Pension fund tests China private equity market with US$1.5 billion secondary sale

Sale tests pricing for China funds as secondary buyers push for steep discounts

Pension fund tests China private equity market with US$1.5 billion secondary sale

Canadian pension heavyweight Caisse de dépôt et placement du Québec is testing investor appetite for China private equity at a time when secondary buyers remain wary and discounts can run as deep as 30 percent. 

Bloomberg reports that La Caisse has put about US$1.5bn worth of fund stakes up for sale, largely tied to China-focused strategies run by HSG (formerly Sequoia Capital China), Warburg Pincus and Boyu Capital Investment Management.  

Greenhill & Co. is advising on the deal. 

In an emailed statement, the pension manager said: “The secondary market is one of several tools La Caisse actively uses to manage its portfolio across our global private equity platform. In terms of investments in China, La Caisse continues to focus on liquid markets.” 

La Caisse launched the sale process in early February after months of sounding out investors and potential advisers.  

The pension fund may ultimately sell only part of the portfolio, depending on market conditions and pricing, according to people familiar with the matter cited by Bloomberg.  

Those sources said China-focused funds continue to change hands at relatively heavy discounts, reflecting weaker deal activity and ongoing geopolitical concerns. 

Global secondary investors remain disciplined in their approach to buying LP stakes in China-focused funds,” said Xuanyi Liu, private funds partner at law firm Morrison Foerster.  

Liu said discounts can reach 30 percent, depending on the portfolio.  

According to a January report by Jefferies Financial Group Inc., Asia LP-led secondary deals totalled about US$5bn in 2025, or roughly 4 percent of the US$125bn worldwide total, while the global secondary market, including general partner-led deals, rose 48 percent to US$240bn. 

With $496bn in assets as of June and roughly US$362bn on a converted basis, La Caisse is Canada’s second-largest pension fund

It is among the first limited partners to bring a major Asia secondary portfolio to market this year, at a time when many institutional investors are using secondaries to raise liquidity and rebalance portfolios. 

Bloomberg reports that La Caisse has previously sold private equity fund stakes in Asia, the US and Europe on the secondary market, but this is its first sale focused on China.  
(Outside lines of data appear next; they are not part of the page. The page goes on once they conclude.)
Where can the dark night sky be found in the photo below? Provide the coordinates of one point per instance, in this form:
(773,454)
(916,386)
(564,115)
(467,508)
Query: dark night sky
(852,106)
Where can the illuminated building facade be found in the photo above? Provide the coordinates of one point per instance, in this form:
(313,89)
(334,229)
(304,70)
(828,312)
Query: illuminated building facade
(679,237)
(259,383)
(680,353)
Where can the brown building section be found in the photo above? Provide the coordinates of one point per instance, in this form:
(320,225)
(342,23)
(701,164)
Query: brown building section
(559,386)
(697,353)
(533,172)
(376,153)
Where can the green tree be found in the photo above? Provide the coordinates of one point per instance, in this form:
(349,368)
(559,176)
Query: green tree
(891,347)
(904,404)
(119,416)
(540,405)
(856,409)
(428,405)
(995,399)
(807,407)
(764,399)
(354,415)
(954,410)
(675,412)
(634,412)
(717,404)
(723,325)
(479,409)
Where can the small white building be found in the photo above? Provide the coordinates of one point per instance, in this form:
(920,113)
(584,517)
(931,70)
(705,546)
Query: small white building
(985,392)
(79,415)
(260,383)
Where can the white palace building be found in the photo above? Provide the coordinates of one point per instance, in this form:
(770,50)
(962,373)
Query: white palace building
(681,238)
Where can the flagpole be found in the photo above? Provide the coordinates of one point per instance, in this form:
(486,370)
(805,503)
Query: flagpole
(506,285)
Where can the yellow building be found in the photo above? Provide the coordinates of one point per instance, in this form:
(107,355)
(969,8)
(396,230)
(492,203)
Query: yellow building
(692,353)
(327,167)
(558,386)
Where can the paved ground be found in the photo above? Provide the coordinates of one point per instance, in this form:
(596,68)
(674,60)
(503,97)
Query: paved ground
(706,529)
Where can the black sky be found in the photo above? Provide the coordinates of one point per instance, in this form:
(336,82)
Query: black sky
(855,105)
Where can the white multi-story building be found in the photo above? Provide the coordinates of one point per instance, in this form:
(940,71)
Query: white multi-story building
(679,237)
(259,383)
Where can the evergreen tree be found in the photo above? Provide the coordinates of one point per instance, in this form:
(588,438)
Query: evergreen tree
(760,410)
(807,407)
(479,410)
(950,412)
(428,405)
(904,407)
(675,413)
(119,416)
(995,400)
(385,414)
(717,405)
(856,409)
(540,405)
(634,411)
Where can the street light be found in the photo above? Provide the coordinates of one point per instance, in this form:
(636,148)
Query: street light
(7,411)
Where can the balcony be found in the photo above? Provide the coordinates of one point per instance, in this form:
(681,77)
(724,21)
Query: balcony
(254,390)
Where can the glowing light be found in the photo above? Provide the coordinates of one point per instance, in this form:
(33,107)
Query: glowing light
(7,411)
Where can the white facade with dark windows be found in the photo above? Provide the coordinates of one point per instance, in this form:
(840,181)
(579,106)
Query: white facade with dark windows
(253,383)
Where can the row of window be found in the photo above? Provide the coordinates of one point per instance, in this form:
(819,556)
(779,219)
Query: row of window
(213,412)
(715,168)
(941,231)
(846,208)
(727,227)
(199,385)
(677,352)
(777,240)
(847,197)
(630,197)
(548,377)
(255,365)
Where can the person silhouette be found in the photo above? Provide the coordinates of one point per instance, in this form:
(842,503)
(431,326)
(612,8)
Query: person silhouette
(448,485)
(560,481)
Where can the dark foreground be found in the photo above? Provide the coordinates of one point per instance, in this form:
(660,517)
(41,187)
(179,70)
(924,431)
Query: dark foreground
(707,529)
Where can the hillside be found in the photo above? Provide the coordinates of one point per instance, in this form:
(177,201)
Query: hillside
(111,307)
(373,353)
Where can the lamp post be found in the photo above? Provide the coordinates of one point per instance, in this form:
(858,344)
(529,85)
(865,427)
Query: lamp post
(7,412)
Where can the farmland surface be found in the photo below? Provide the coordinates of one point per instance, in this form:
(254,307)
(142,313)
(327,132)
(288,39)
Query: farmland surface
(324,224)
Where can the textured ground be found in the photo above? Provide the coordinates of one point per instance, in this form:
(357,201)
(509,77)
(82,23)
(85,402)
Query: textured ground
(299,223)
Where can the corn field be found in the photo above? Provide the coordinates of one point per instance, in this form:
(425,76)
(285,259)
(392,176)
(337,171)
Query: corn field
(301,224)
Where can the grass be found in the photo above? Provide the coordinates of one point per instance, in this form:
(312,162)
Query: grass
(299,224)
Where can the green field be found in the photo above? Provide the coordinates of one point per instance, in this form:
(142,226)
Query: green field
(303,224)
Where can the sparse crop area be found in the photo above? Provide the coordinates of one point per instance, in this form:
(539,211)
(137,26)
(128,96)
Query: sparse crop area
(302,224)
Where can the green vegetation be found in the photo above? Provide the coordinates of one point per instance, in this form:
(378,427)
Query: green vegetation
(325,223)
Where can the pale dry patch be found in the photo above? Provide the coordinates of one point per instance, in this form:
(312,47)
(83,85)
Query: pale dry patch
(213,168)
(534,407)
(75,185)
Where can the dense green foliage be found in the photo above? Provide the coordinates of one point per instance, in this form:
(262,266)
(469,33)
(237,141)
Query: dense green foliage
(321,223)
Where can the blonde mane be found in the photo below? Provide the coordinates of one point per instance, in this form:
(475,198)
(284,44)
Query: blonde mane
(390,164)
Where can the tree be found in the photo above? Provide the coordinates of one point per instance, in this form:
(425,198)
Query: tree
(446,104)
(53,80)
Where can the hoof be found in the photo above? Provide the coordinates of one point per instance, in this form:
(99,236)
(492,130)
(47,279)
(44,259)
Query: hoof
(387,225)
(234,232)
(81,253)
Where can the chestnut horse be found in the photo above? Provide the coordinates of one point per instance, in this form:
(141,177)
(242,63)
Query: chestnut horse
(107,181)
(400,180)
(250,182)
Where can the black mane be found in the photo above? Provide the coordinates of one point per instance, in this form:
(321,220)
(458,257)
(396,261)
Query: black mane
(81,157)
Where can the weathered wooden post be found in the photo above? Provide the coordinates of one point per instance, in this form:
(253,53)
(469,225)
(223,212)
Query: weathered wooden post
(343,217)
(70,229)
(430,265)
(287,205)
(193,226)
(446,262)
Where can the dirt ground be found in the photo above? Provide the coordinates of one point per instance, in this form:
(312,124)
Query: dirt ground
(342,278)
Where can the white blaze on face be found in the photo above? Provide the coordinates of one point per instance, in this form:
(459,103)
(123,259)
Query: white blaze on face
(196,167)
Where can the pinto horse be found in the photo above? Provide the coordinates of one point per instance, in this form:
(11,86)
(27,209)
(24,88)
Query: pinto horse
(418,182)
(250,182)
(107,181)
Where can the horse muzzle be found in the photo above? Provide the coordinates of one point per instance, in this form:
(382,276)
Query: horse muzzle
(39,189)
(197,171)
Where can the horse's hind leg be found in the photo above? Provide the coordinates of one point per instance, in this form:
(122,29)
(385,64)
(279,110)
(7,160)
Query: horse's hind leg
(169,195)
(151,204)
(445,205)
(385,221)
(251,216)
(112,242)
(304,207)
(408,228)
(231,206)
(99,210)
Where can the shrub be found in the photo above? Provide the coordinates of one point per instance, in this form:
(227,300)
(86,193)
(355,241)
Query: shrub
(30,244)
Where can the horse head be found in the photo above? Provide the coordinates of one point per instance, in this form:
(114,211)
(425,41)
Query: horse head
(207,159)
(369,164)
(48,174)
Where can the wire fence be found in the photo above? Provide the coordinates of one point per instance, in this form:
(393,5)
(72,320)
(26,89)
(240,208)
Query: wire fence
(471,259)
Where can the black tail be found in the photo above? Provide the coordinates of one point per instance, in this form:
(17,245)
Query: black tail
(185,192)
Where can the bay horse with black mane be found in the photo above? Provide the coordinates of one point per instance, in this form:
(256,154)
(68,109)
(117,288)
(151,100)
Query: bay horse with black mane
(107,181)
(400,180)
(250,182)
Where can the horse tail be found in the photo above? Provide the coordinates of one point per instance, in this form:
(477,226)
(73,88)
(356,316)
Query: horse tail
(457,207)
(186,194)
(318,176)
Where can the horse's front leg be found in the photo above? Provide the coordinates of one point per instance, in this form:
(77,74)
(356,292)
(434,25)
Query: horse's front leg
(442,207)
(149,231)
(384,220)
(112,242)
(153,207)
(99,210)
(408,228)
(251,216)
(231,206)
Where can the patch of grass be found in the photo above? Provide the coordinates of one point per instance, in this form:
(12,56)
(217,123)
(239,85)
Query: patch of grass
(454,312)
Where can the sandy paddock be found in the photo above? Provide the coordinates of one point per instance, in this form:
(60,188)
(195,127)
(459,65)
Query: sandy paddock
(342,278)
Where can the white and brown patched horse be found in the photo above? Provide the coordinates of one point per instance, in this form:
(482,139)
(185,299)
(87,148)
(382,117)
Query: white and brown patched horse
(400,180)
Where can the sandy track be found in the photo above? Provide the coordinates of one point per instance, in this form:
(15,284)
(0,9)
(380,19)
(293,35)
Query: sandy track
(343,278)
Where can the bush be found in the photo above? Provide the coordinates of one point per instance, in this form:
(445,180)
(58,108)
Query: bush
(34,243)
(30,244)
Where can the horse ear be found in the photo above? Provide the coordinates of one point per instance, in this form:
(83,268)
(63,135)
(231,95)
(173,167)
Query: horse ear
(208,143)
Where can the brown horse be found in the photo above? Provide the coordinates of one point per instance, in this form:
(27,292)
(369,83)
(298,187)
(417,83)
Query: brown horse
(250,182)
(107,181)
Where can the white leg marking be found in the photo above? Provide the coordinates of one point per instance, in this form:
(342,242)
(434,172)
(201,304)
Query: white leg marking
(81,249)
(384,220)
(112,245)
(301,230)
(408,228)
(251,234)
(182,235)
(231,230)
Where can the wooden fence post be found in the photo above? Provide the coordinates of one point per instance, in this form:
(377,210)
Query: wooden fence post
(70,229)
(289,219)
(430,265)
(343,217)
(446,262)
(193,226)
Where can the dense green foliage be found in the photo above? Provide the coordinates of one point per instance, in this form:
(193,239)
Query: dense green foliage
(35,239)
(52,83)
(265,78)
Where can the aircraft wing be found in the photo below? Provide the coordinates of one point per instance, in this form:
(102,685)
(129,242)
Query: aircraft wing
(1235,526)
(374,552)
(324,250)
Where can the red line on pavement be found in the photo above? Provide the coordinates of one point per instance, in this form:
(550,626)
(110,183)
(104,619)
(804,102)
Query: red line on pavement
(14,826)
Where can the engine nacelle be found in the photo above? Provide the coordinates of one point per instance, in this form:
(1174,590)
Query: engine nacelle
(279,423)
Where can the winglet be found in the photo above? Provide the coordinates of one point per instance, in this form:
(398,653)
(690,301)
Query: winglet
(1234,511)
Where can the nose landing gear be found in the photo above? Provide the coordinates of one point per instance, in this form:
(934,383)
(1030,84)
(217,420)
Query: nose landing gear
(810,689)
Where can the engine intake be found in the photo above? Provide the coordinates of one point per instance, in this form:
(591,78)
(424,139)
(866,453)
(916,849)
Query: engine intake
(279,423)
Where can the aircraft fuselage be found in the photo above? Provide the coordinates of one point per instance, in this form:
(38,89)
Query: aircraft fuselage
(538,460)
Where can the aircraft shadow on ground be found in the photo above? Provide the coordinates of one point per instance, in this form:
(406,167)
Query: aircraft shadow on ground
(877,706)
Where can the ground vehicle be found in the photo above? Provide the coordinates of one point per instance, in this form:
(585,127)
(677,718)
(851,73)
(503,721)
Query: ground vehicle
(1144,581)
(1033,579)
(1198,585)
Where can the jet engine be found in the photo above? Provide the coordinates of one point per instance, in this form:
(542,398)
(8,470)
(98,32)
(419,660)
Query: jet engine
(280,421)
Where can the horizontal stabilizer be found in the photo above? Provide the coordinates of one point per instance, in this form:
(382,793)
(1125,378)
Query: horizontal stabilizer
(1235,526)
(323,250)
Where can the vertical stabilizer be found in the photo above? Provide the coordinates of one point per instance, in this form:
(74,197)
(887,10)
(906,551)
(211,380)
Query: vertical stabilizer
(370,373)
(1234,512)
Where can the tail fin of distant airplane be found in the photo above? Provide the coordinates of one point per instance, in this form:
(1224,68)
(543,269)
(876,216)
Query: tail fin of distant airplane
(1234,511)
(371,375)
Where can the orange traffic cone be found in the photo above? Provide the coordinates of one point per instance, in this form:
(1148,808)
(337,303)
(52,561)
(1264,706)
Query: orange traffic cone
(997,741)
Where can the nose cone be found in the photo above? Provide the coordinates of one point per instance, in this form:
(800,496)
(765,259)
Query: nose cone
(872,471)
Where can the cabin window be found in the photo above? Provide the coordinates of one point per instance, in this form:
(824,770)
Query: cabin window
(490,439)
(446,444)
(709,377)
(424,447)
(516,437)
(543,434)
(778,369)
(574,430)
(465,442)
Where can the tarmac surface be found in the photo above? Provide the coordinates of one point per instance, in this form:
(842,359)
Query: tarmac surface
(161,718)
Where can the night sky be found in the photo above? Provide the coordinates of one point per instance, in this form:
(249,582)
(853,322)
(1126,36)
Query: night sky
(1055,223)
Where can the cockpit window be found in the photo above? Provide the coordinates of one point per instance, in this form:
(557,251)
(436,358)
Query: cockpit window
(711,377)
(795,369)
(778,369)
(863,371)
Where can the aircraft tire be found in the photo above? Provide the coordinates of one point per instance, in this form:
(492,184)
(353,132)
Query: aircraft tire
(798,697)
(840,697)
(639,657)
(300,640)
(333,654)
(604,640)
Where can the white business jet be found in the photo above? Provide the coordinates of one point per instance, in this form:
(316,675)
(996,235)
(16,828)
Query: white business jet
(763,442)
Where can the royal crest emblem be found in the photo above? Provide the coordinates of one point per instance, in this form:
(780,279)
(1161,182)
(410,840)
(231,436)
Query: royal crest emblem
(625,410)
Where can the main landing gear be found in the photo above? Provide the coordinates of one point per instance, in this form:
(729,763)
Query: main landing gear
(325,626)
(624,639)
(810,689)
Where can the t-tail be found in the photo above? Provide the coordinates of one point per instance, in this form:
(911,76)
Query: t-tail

The pension fund closed its Shanghai office in 2023 and now uses Singapore as its main investment hub in the region. 

DealStreetAsia reported in December that La Caisse was preparing a US$1bn portfolio sale of private fund investment stakes, signalling an increased willingness to use the secondary market to reshape its exposures. 

According to its 2024 annual report, cited by Bloomberg, La Caisse held $90bn in private equity at year-end 2024.  

Asia accounted for about 7 percent of that exposure, compared with more than 40 percent in the US. 

The same report showed that La Caisse’s annualized private equity returns over one- to four-year periods fell short of their respective benchmarks. 

Canadian pension funds and other global investors have been reworking their China strategies in recent years as geopolitical tensions rise and growth slows in the world’s second-largest economy.  

Some of Canada’s largest plans have also been scaling back direct private equity bets, while La Caisse has faced pressure within Québec to direct more capital to local opportunities, Bloomberg reports. 

A recent pick-up in initial public offerings in Hong Kong has offered some hope that liquidity conditions in private markets may improve. 

Still, many investors are waiting to see what level of profit actually materializes from these listings once lock-up periods expire.  

“Developments such as increased IPO activity in Hong Kong may provide helpful liquidity signals, which could support secondary buyer interest in these LP stakes compared with a year or two ago,” Liu said.